Well, then, what would ever make me think she’d read any answer to her query?  🙄
These are those about whom the teacher wrote on the backs of their fifth-grade report cards, “Needs to work on comprehension skills.”  heh
I was surprised when I was compiling those ‘highlight’ shots, to see just how many days it took for each and every part of the process. For instance, I spent from February 8 to April 6 quilting, and I quilted for several hours almost every one of those days.
Yesterday after our morning church service, we were invited for dinner with Kurt and Victoria, and a friend of Victoria’s, Sonia, who lives in Washington State, visiting with her baby girl, Annalise.  Anna has Down’s Syndrome.  As is typical of so many who have this condition, she is loving and affectionate, a happy little thing.
Victoria had a lovely meal of roast, carrots, potatoes, and onions baking slowly in the oven all morning, and it was perfectly done when it was time for dinner.  She had also made banana bread.  Sonia had purchased fruit and peach pies at the Farmers’ Market in our Town Square Saturday morning, and altogether it made a delicious meal.
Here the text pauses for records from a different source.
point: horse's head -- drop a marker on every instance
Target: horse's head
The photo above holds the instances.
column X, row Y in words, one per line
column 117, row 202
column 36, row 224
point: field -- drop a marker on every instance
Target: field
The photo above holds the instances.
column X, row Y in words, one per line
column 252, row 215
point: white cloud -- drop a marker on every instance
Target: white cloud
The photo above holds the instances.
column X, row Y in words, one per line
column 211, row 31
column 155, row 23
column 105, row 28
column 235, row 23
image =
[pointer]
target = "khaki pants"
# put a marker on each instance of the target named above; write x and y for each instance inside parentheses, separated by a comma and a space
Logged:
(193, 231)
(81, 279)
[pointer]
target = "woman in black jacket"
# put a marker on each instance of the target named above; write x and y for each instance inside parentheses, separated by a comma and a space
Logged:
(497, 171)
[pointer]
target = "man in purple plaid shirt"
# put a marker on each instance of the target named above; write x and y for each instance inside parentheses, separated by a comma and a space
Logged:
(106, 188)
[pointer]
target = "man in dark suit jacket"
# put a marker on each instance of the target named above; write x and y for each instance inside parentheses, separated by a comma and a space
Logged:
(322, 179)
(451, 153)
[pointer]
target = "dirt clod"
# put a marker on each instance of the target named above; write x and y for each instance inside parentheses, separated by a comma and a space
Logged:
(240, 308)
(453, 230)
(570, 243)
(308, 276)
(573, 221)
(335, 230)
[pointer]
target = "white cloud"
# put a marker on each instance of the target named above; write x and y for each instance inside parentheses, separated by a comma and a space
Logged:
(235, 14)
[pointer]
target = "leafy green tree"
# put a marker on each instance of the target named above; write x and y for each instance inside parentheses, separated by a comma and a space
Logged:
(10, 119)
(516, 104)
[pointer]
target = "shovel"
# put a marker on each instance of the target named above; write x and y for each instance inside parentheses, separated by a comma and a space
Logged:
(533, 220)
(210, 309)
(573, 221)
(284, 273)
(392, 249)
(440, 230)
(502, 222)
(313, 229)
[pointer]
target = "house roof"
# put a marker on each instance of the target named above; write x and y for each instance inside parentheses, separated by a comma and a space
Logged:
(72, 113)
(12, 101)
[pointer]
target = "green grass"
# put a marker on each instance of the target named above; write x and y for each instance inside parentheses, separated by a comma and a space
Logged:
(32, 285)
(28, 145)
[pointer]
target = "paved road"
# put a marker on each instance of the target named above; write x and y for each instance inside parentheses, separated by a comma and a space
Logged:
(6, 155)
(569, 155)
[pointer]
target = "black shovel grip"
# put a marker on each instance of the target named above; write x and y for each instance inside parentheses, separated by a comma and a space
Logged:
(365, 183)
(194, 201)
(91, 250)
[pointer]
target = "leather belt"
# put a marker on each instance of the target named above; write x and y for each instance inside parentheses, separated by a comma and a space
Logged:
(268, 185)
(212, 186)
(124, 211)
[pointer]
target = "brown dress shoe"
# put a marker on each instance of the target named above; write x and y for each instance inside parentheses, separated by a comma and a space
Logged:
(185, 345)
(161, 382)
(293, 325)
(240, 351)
Our neighbor man stopped by this afternoon and gave us a gift card to Applebees as a thank-you for caring for their animals.
Today I was surprised to see a picture someone posted on a big quilting group on Facebook – a photo of my New York Beauty quilt at the Nebraska State Fair, with a man and woman standing there looking at it.
A lady commented, “People usually don’t get this close to any of the quilts.”
I responded, “There are so many quilts entered at the Nebraska State Fair, there just isn’t room to ‘fence them off’, even in that huge room.  They even have to overlap many of them, to make room.  But in the times I’ve been there, I’ve never seen anyone touching them.  White-gloved helpers will pull back quilts so one can see some that are partially covered, or look at the back.  (It is fun to get so close, I must admit. 😉 )
“One time Larry and I were looking at a quilt... he reached out to point ------ and at the very same time, on the opposite side of the aisle, a husband and wife were also looking at a quilt, he reached out to point... In unison, the other lady and I exclaimed, ‘DON’T TOUCH!!!’  Both husbands jerked back like they’d gotten soundly thwacked.  They looked guiltily at each other... and then we all burst out laughing.”
The white hostas around the yard are all in bloom.  And what a profusion of blooms it is!  The Sphinx moths are happy.  The Autumn Joy sedum buds are opening and turning pink, too.  Here’s a little Peck’s skipper sipping nectar from the new blossoms.
Tomorrow morning I should find two or three big boxes of groceries on my front porch (or just inside my door, if the weather is bad).  I order most of them from Wal-Mart, and a few things from Amazon.  Shipping is free, when one buys $35 from Wal-Mart, and $25 from Amazon.  It’s so helpful, not to have to lug heavy stuff around the store, out to the car, and then into the house.
Back to the Bear Paw quilt!  I will be done in a couple more days, if all goes well.